Faculty of Life Sciences, University of Manchester, Manchester, United Kingdom.
PLoS One. 2011;6(9):e24716. doi: 10.1371/journal.pone.0024716. Epub 2011 Sep 29.
The last two decades have witnessed a dramatic acceleration in the production of genomic sequence information and publication of biomedical articles. Despite the fact that genome sequence data and publications are two of the most heavily relied-upon sources of information for many biologists, very little effort has been made to systematically integrate data from genomic sequences directly with the biological literature. For a limited number of model organisms dedicated teams manually curate publications about genes; however for species with no such dedicated staff many thousands of articles are never mapped to genes or genomic regions.
METHODOLOGY/PRINCIPAL FINDINGS: To overcome the lack of integration between genomic data and biological literature, we have developed pubmed2ensembl (http://www.pubmed2ensembl.org), an extension to the BioMart system that links over 2,000,000 articles in PubMed to nearly 150,000 genes in Ensembl from 50 species. We use several sources of curated (e.g., Entrez Gene) and automatically generated (e.g., gene names extracted through text-mining on MEDLINE records) sources of gene-publication links, allowing users to filter and combine different data sources to suit their individual needs for information extraction and biological discovery. In addition to extending the Ensembl BioMart database to include published information on genes, we also implemented a scripting language for automated BioMart construction and a novel BioMart interface that allows text-based queries to be performed against PubMed and PubMed Central documents in conjunction with constraints on genomic features. Finally, we illustrate the potential of pubmed2ensembl through typical use cases that involve integrated queries across the biomedical literature and genomic data.

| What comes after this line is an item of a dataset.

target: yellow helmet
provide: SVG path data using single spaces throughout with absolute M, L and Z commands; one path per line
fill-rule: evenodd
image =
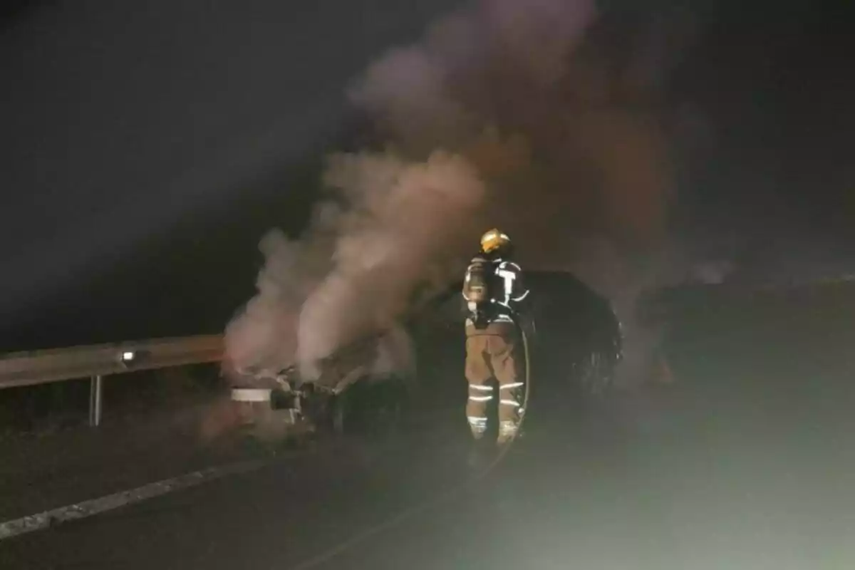
M 481 250 L 484 253 L 492 253 L 497 250 L 506 249 L 510 245 L 510 238 L 495 227 L 486 232 L 481 236 Z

CONCLUSION/SIGNIFICANCE: By allowing biologists to find the relevant literature on specific genomic regions or sets of functionally related genes more easily, pubmed2ensembl offers a much-needed genome informatics inspired solution to accessing the ever-increasing biomedical literature.

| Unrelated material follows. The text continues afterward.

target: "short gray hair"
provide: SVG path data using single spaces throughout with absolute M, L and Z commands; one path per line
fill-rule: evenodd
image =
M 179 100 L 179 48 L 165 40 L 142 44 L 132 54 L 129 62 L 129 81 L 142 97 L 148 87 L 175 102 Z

在过去的二十年中,基因组序列信息的产生和生物医学文献的发表呈现出急剧加速的趋势。尽管基因组序列数据和出版物是许多生物学家最依赖的信息来源之一,但很少有人努力系统地将来自基因组序列的数据直接与生物文献整合。对于少数几个有专门团队的模式生物,他们会手动整理有关基因的出版物;然而,对于没有专门人员的物种,成千上万的文章从未被映射到基因或基因组区域。
方法/主要发现:为了克服基因组数据与生物文献之间缺乏整合的问题,我们开发了 pubmed2ensembl(http://www.pubmed2ensembl.org),这是 BioMart 系统的一个扩展,将 PubMed 中的超过 200 万篇文章与 Ensembl 中的近 15 万条基因链接起来,这些基因来自 50 个物种。我们使用了几种经过精心整理的基因-出版物链接来源(例如,Entrez Gene)和自动生成的来源(例如,通过对 MEDLINE 记录进行文本挖掘提取的基因名称),允许用户过滤和组合不同的数据源,以满足他们个人对信息提取和生物发现的需求。除了将 Ensembl BioMart 数据库扩展到包含有关基因的已发表信息外,我们还实现了一个用于自动化 BioMart 构建的脚本语言,以及一个新颖的 BioMart 接口,该接口允许针对 PubMed 和 PubMed Central 文档执行基于文本的查询,并结合对基因组特征的约束。最后,我们通过典型的用例来说明 pubmed2ensembl 的潜力,这些用例涉及跨生物医学文献和基因组数据的集成查询。
结论/意义:通过允许生物学家更容易地找到特定基因组区域或功能相关基因集的相关文献,pubmed2ensembl 提供了一种急需的基于基因组信息学的解决方案,以访问不断增加的生物医学文献。